The Potosi underground mine is located approximately 2km to the north of the existing North Mine and is parallel to the main Broken Hill Line of Lode, in New South Wales, Australia. It includes two mining zones, known as Potosi North and Potosi Extended.

Owned and operated by Perilya, drilling of the Potosi Mine commenced in March 2007 but was kept under care and maintenance since September 2008 due to falling metal prices. Exploration studies continued through 2009 and confirmed the existence of minerals between the Potosi North and Potosi Extended zones.

The development was approved by the Broken Hill City Council in March 2010. The project was re-approved by the Perilya Board in February 2011, four years after the initial plans.

Development of the Potosi mine

“Potosi underground mine is located approximately 2km to the north of the existing North Mine in New South Wales.”

Development work at Potosi began in 2011 and the production is expected to commence in late 2012. The project will mine at a rate of 450-500mt a year using the existing infrastructure and mining labour force of the Broken Hill Southern Operations.

The development cost of the Potosi silver mine is estimated at A$57.8m. Perilya will be funding the project from its existing cash reserves.

The Silver Peak deposit located adjacent to the mine is also being developed, along with the Potosi mine, as a combined project.

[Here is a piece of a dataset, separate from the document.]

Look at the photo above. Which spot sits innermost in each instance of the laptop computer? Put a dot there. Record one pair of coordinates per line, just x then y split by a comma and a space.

The development of Potosi / Silver Peak mine is expected to increase the production levels of the existing Broken Hill Mine by 30,000t in its first full production year and subsequently ramp-up to 45,000t.

Geology of Perilya’s Potosi mine

The Potosi resource comprises narrow lenses present continuously from near the base of the pit to north of the Flying Doctor deposit located 10km north of the Broken Hill Southern Operations. The mineralised zone is 3km in strike length.

Potosi North and Potosi Extended represent 50% of the targeted mineralised zone along the strike.

Reserves at the New South Wales-based Australian mine

The Potosi Mine has inferred resources of 1.6 million tons (mt) at 14.1% of zinc and 3.4% of lead and 46 grams per tonne of silver (g/t). The Silver Peak mine has inferred resources of 390,000mt with 4.9% zinc, 9% lead and 77g/t silver.

Mining production methods to be used at the Potosi underground mine

Potosi mine was originally mined by Pasminco between 1996 and 2000 and was acquired as part of the Broken Hill prospect by Perilya in 2002. It was a 95m open-pit mine with an yield of 625,000t at 7.8% zinc and 1.6% lead.

“The development cost of the Potosi silver mine is estimated at A$57.8m. Perilya will be funding the project.”

Potosi underground mine has a 1,400m decline developed from the previous open-pit mine. Its face is at 140m from the surface. A second decline will be developed adjacent to the Silver Peak mine and will be linked to the existing decline access.

Mining at Potosi will be undertaken through the modified Avoca method, wherein the ore is extracted in bottom-up sequence. A single crown pillar method will help achieve early ore production.

Stoping operations at the underground mine will be performed from a previously mined and now backfilled stope.

The current stope’s width will be 3-15m and height 25m from the floor length. Waste rock will be used to backfill the stopes.

The ore will be transported in an underground truck to the surface, where it will be crushed in a portable crushing unit.

Potosi mine ore processing

The ore extracted at the Potosi mine will be processed in the Broken Hill Southern Operations concentrator. An access road will be laid to the Barrier Highway and the North Mine to truck the ore to the concentrator.

The capacity of the Southern Operations concentrator is 2.5mt. It is currently operating on a ten-day on / four-day off schedule and has idle capacity.

Processing of the Potosi and Silver Peak’s crushed ore will bring the concentrator to full capacity and hence minimise the operating costs.